Deep learning framework by BAIR
Created by
Yangqing Jia
Lead Developer
Evan Shelhamer
Data flows through Caffe as Blobs. Data layers load input and save output by converting to and from Blob to other formats. Common transformations like mean-subtraction and feature-scaling are done by data layer configuration. New input types are supported by developing a new data layer – the rest of the Net follows by the modularity of the Caffe layer catalogue.
This data layer definition
layer {
name: "mnist"
# Data layer loads leveldb or lmdb storage DBs for high-throughput.
type: "Data"
# the 1st top is the data itself: the name is only convention
top: "data"
# the 2nd top is the ground truth: the name is only convention
top: "label"
# the Data layer configuration
data_param {
# path to the DB
source: "examples/mnist/mnist_train_lmdb"
# type of DB: LEVELDB or LMDB (LMDB supports concurrent reads)
backend: LMDB
# batch processing improves efficiency.
batch_size: 64
}
# common data transformations
transform_param {
# feature scaling coefficient: this maps the [0, 255] MNIST data to [0, 1]
scale: 0.00390625
}
}
loads the MNIST digits.
Tops and Bottoms: A data layer makes top blobs to output data to the model. It does not have bottom blobs since it takes no input.
Data and Label: a data layer has at least one top canonically named data. For ground truth a second top can be defined that is canonically named label. Both tops simply produce blobs and there is nothing inherently special about these names. The (data, label) pairing is a convenience for classification models.
Transformations: data preprocessing is parametrized by transformation messages within the data layer definition.
layer {
name: "data"
type: "Data"
[...]
transform_param {
scale: 0.1
mean_file_size: mean.binaryproto
# for images in particular horizontal mirroring and random cropping
# can be done as simple data augmentations.

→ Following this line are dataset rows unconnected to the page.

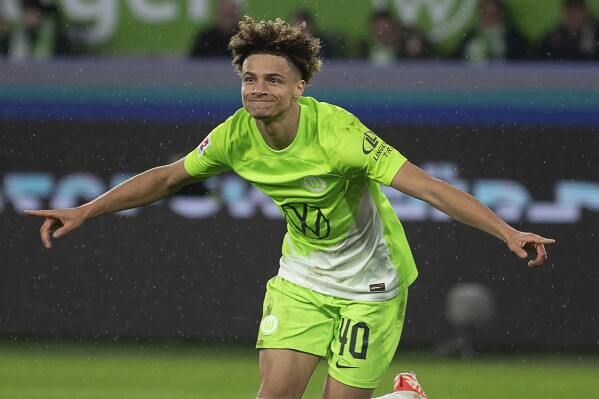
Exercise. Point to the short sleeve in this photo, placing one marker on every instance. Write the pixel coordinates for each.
(208, 159)
(359, 151)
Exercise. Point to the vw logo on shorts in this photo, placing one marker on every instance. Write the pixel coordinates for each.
(314, 184)
(269, 324)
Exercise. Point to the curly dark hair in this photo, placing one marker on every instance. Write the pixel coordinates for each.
(277, 37)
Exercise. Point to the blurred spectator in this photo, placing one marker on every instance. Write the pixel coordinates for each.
(390, 42)
(332, 44)
(576, 38)
(494, 38)
(38, 35)
(214, 41)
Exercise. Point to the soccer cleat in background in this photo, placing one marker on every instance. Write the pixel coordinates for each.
(408, 383)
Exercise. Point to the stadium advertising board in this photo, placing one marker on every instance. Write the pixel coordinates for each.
(194, 266)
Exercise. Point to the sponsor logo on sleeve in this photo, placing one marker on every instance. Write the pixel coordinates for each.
(372, 144)
(314, 184)
(203, 145)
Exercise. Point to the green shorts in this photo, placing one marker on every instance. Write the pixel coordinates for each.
(357, 338)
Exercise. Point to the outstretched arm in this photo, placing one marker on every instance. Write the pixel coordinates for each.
(145, 188)
(464, 208)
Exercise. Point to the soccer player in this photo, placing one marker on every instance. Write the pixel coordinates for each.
(341, 290)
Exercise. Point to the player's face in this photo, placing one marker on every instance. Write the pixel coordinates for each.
(269, 86)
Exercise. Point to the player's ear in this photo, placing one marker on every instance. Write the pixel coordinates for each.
(299, 89)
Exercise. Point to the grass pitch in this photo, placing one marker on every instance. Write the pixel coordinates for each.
(159, 371)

mirror: 1 # 1 = on, 0 = off
# crop a `crop_size` x `crop_size` patch:
# - at random during training
# - from the center during testing
crop_size: 227
}
}
Prefetching: for throughput data layers fetch the next batch of data and prepare it in the background while the Net computes the current batch.
Multiple Inputs: a Net can have multiple inputs of any number and type. Define as many data layers as needed giving each a unique name and top. Multiple inputs are useful for non-trivial ground truth: one data layer loads the actual data and the other data layer loads the ground truth in lock-step. In this arrangement both data and label can be any 4D array. Further applications of multiple inputs are found in multi-modal and sequence models. In these cases you may need to implement your own data preparation routines or a special data layer.
Improvements to data processing to add formats, generality, or helper utilities are welcome!
Refer to the layer catalogue of data layers for close-ups on each type of data Caffe understands.
For on-the-fly computation deployment Nets define their inputs by input
fields: these Nets then accept direct assignment of data for online or interactive computation.